Avec 1.4% des voix, contre 2.7% en 2006, les listes minoritaires sont laminées par un mode de scrutin pourtant favorable aux petits candidats. Mais la barre des 4%, aussi basse soit-elle par comparaison avec ce qui se passe même en Allemagne, a suffi à susciter un vote utile en faveur des partis en place.  Si les modérés progressent de près de 4 points, leurs alliés perdent en cumulé 2.7%, ce qui démontre que le parti sortant n’a pas triomphé de manière décisive. La gauche réunie obtient en effet près de 43.7% des voix, ce qui la place certes derrière la droite, mais ne l’écarte pas pour autant du pouvoir. L’extrême-gauche (Vänsterpartiet) avec 5.6% des voix perd 0.3 points, et seul le parti écologiste s’en sort davantage avec 7.2% des voix (contre 5.2% des voix en 2006), ce qui était là encore prévu par les instituts de sondage. En résumé, la droite progresse de 1.2 points, la gauche perd en revanche -2.7 points, et les démocrates suédois gagnent 2.8 points. On peut penser que l’augmentation de la participation, avec le taux exceptionnel de 82.1% des voix a plutôt profité à la droite, alors que les pertes enregistrées par les sociaux-démocrates sembleraient avoir bénéficié aux démocrates suédois (SD).

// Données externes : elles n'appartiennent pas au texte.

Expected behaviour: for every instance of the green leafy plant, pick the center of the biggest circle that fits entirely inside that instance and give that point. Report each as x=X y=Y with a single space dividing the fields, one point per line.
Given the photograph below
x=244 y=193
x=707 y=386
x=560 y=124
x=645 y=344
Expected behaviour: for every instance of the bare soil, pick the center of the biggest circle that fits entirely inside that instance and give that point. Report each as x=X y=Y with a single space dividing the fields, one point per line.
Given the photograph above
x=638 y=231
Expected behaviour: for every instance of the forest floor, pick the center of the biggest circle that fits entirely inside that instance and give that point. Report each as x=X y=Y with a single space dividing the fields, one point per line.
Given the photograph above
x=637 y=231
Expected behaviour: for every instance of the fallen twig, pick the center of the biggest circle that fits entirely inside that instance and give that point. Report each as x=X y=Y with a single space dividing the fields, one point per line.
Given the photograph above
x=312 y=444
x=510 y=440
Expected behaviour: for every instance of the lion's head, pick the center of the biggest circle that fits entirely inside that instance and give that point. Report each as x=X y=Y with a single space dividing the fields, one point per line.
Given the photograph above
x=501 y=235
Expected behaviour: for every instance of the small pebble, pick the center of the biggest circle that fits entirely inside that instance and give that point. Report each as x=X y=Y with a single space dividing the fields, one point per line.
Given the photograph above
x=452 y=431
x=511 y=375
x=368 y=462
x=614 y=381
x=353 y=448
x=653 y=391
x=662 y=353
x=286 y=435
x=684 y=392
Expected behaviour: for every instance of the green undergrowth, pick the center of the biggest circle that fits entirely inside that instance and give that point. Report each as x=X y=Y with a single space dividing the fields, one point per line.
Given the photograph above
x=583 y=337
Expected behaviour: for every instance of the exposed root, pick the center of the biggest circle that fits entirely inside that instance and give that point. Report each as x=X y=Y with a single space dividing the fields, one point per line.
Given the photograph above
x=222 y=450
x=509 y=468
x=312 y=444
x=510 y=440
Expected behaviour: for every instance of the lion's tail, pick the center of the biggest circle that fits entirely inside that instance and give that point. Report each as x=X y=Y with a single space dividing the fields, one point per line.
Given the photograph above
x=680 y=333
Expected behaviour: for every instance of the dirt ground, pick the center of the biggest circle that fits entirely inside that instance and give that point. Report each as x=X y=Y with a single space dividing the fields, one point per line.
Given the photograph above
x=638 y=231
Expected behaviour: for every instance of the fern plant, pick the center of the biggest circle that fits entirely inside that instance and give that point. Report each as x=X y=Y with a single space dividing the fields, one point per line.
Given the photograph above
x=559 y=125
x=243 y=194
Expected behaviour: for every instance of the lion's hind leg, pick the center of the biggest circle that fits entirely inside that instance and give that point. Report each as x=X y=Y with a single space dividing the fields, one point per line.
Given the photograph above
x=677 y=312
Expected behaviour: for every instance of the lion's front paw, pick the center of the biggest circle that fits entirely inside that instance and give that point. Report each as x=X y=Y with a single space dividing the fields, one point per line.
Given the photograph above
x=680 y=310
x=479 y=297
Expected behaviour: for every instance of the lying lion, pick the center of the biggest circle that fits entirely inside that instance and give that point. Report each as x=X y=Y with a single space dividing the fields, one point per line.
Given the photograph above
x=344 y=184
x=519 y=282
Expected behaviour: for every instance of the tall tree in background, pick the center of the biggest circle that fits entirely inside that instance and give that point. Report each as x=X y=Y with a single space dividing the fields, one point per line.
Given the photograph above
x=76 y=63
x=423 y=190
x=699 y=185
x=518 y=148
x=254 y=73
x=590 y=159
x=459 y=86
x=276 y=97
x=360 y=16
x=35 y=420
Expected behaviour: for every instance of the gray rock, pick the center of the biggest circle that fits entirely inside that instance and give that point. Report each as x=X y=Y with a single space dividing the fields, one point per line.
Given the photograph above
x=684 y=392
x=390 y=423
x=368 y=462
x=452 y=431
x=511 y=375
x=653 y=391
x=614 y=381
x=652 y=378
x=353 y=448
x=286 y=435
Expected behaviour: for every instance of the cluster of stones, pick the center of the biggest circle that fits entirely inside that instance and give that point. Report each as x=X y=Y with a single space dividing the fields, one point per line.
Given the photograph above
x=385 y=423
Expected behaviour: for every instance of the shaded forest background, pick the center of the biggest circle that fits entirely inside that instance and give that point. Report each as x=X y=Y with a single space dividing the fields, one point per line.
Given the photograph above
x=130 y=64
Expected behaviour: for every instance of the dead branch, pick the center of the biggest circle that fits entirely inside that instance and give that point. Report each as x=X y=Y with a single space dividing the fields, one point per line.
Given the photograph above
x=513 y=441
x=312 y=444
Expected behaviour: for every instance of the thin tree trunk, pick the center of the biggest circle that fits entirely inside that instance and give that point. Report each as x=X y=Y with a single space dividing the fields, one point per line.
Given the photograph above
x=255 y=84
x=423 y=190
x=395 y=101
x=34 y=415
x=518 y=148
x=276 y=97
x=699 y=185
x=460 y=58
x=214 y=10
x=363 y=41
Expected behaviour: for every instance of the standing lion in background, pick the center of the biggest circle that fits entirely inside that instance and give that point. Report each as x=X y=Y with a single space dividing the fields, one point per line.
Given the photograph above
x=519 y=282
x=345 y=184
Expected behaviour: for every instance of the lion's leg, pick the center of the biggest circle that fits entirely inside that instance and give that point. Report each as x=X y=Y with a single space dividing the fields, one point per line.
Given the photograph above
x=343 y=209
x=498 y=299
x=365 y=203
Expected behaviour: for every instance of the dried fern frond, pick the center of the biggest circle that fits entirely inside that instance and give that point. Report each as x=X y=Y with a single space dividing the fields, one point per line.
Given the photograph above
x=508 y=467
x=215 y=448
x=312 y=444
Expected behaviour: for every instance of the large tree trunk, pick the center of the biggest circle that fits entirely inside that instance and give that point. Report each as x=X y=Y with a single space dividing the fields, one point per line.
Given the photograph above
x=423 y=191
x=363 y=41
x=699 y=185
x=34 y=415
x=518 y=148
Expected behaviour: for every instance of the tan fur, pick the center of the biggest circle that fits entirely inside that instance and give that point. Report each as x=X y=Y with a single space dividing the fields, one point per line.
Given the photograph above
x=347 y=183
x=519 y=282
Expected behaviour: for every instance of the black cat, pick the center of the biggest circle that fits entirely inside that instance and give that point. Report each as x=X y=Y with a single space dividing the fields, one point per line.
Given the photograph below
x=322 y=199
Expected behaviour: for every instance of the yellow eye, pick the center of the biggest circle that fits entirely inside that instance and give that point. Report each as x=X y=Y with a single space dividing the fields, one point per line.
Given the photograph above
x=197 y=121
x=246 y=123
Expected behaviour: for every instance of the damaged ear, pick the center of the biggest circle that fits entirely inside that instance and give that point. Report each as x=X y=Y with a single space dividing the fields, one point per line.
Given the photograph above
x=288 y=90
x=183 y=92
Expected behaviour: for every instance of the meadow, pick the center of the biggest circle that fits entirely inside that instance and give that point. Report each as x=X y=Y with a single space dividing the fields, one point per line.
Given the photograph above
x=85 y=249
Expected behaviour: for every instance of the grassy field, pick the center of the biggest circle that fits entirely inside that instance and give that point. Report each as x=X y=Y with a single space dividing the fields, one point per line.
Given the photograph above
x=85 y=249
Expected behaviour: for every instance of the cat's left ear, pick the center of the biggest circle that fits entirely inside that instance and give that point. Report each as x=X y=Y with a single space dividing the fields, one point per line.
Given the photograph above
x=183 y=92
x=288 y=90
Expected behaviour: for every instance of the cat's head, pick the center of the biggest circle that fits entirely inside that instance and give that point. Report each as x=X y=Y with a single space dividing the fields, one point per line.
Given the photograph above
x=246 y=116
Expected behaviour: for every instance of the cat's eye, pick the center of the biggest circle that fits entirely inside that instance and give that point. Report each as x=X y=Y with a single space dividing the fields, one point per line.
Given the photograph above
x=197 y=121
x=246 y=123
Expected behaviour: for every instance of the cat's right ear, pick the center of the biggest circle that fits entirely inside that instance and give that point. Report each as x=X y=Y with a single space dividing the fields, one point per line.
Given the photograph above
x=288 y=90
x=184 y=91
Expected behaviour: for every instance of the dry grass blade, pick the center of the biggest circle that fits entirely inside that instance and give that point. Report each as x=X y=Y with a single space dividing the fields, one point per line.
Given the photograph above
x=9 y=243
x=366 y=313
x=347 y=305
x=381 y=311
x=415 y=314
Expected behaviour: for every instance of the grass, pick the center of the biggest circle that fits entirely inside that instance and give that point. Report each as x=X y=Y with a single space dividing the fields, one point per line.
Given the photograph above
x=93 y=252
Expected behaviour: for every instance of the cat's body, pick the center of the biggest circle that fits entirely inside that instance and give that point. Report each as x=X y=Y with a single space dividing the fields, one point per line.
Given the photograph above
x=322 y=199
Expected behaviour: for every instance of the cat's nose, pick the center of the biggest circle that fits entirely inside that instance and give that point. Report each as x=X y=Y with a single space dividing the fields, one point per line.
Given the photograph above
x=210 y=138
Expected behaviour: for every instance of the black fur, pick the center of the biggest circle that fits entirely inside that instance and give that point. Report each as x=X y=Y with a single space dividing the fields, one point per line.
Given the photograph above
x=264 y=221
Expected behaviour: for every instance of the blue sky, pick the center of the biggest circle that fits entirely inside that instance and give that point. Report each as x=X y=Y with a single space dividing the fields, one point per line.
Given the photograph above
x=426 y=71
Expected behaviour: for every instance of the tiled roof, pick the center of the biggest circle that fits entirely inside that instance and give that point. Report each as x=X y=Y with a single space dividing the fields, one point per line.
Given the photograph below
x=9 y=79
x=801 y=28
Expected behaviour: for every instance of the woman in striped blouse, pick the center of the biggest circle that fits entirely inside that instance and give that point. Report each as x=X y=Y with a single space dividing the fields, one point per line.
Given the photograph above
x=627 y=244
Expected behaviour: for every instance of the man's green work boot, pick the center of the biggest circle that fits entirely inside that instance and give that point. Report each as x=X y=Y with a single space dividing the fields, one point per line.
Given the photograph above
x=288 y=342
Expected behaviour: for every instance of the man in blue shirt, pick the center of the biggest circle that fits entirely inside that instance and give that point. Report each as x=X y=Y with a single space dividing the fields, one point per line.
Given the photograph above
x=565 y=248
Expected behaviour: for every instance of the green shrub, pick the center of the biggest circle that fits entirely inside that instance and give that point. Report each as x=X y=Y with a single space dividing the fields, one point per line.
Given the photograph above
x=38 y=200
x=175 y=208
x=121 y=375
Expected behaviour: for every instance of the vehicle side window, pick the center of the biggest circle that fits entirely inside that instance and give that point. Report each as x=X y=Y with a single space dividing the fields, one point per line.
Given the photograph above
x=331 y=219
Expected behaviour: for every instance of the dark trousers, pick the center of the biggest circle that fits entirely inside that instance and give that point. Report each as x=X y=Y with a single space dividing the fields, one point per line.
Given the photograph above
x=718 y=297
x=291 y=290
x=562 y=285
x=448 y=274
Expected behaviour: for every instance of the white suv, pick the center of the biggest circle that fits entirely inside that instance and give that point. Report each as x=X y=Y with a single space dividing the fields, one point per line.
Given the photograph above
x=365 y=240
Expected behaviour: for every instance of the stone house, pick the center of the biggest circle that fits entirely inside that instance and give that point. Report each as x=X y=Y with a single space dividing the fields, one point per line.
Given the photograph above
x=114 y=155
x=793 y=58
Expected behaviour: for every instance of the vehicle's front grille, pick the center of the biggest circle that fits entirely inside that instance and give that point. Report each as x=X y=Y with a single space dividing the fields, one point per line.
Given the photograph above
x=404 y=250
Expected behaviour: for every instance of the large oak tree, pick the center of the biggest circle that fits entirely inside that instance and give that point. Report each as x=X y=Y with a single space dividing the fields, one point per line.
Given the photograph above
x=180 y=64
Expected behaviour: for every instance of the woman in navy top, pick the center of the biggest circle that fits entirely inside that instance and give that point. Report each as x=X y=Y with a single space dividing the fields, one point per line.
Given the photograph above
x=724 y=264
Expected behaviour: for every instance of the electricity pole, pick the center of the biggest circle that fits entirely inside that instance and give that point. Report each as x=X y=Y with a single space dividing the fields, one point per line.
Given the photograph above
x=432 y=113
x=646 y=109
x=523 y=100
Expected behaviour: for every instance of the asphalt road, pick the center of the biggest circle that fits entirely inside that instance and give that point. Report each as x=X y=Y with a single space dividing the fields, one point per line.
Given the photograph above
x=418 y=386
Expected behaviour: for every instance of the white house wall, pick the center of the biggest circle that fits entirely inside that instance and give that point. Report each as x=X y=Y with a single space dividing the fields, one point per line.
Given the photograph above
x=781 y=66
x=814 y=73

En nombre de sièges, la coalition de droite a obtenu 172 sièges sur 349, ce qui indique qu'il lui manque cinq sièges pour disposer d'une majorité au parlement. La gauche n'aurait quant à elle que 157 sièges. Avec 20 sièges, les Sverigedemokraterna ont réussi à empêcher la droite sortant d'être majoritaire. Alors que Reinfeldt voulait relancer le nucléaire dans son pays, il est possible que celui-ci, pour éviter de diriger un gouvernement minoritaire potentiellement menacé par les nationalistes (SD), doive y renoncer en élargissant sa coalition aux écologistes (25 sièges).

Thomas Ferrier
Secrétaire général du PSUNE

19/09/2010

Païens !

16/09/2010

Du pain béni pour les europhobes !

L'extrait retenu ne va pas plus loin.